= Geodetic Facility for the Advancement of Geoscience =

American geophysical facility for geoscience research and education

The U.S. National Science Foundation's Geodetic Facility for the Advancement of Geoscience (NSF GAGE) is a geophysical facility for geoscience research and education. It focuses on research of Earth's surface deformation with enhanced temporal and spatial resolution—the field of geodesy. GAGE is one of the two premier geophysical facilities in support of geoscience and geoscience education of the National Science Foundation. The other geophysical facility is the Seismological Facility for the Advancement of Geoscience (NSF SAGE).

It operates and maintains the Network of the Americas (NOTA), supports researchers with access to instrumentation (including polar research projects such as POLENET), archives data, and provides education and workforce development resources. It is operated by EarthScope Consortium. The previous operator was UNAVCO, until its merger with the Incorporated Research Institutions for Seismology (IRIS) to become EarthScope Consortium.

== Network of the Americas (NOTA) ==

GPS sensor, a component of the Plate Boundary Observatory (PBO)

The Network of the Americas (NOTA) is an international network of geophysical sensors. The network spans more than 20 countries, stretching from the Aleutian Islands to the Caribbean. It is composed of more than 1,200 continuously operating instruments, which include:

- High-precision GNSS (Global Navigation Satellite System) stations
- Borehole strainmeter, seismometer, and tiltmeter instruments

The network is used to measure ground motion related to tectonic plates, earthquakes, volcanoes, groundwater change, and other solid Earth processes, in addition to atmospheric measurements of water vapor and total electron content in the ionosphere.
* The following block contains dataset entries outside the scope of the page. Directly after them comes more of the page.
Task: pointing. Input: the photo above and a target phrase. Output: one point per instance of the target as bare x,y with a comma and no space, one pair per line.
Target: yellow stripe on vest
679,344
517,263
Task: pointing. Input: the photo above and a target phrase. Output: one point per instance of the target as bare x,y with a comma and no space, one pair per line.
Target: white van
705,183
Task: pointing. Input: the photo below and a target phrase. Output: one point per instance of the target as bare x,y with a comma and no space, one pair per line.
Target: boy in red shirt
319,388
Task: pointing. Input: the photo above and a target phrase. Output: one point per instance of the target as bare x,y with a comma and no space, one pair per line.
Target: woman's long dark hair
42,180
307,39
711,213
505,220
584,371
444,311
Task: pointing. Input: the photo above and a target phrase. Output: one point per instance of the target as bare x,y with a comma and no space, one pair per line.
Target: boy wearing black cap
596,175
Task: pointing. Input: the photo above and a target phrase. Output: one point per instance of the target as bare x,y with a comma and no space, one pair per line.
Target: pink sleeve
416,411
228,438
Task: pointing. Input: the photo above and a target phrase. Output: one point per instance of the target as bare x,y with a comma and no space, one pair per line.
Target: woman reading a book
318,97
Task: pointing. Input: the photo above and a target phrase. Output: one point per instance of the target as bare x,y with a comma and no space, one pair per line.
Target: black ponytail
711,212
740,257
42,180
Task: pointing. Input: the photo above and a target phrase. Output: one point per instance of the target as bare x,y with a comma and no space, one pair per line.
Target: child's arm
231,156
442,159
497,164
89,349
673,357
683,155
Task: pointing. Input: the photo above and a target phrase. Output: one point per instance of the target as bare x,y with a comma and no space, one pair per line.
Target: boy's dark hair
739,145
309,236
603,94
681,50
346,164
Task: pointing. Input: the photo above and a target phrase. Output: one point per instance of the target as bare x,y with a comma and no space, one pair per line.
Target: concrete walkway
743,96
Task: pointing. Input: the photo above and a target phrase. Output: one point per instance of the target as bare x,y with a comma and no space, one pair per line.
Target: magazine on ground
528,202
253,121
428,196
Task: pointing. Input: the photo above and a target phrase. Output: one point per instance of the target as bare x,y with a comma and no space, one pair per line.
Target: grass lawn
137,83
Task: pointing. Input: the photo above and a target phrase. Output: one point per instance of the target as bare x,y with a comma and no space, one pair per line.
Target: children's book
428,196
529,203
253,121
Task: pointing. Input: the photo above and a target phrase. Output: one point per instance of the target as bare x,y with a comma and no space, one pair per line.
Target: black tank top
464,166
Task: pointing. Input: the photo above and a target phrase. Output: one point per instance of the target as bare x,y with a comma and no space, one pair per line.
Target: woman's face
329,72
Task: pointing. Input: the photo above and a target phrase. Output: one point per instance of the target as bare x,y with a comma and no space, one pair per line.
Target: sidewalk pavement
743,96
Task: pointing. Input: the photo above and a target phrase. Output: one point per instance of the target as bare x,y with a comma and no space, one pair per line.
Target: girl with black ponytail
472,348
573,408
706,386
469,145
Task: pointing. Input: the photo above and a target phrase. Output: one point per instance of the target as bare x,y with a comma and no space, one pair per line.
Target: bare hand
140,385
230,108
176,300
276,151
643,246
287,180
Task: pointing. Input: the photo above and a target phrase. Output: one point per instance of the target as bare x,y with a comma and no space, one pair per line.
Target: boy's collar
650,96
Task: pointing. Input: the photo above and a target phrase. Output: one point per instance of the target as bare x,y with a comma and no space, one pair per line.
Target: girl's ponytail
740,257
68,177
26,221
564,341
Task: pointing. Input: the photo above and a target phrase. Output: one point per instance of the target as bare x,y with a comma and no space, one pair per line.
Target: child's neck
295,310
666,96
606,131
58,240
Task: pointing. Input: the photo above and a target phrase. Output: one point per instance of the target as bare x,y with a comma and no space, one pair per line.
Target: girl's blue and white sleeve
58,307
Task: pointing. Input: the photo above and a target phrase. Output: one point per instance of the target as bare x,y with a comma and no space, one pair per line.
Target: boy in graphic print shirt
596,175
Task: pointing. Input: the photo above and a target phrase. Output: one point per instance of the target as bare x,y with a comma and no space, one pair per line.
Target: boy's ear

It was created by combining the following networks:

- The Plate Boundary Observatory (PBO), which spans Alaska, the continental US, and Puerto Rico.
- TLALOCNet, which consists of 40 stations in Mexico.
- COCONet, which consists of 85 stations spanning the Caribbean.

== NASA Global GNSS Network ==
NSF GAGE provides support for the NASA Global GNSS Network that forms part of the International GNSS Service (IGS) network. The IGS network is used to produce the International Terrestrial Reference Frame (ITRF) for positioning, satellite navigation and Earth science applications.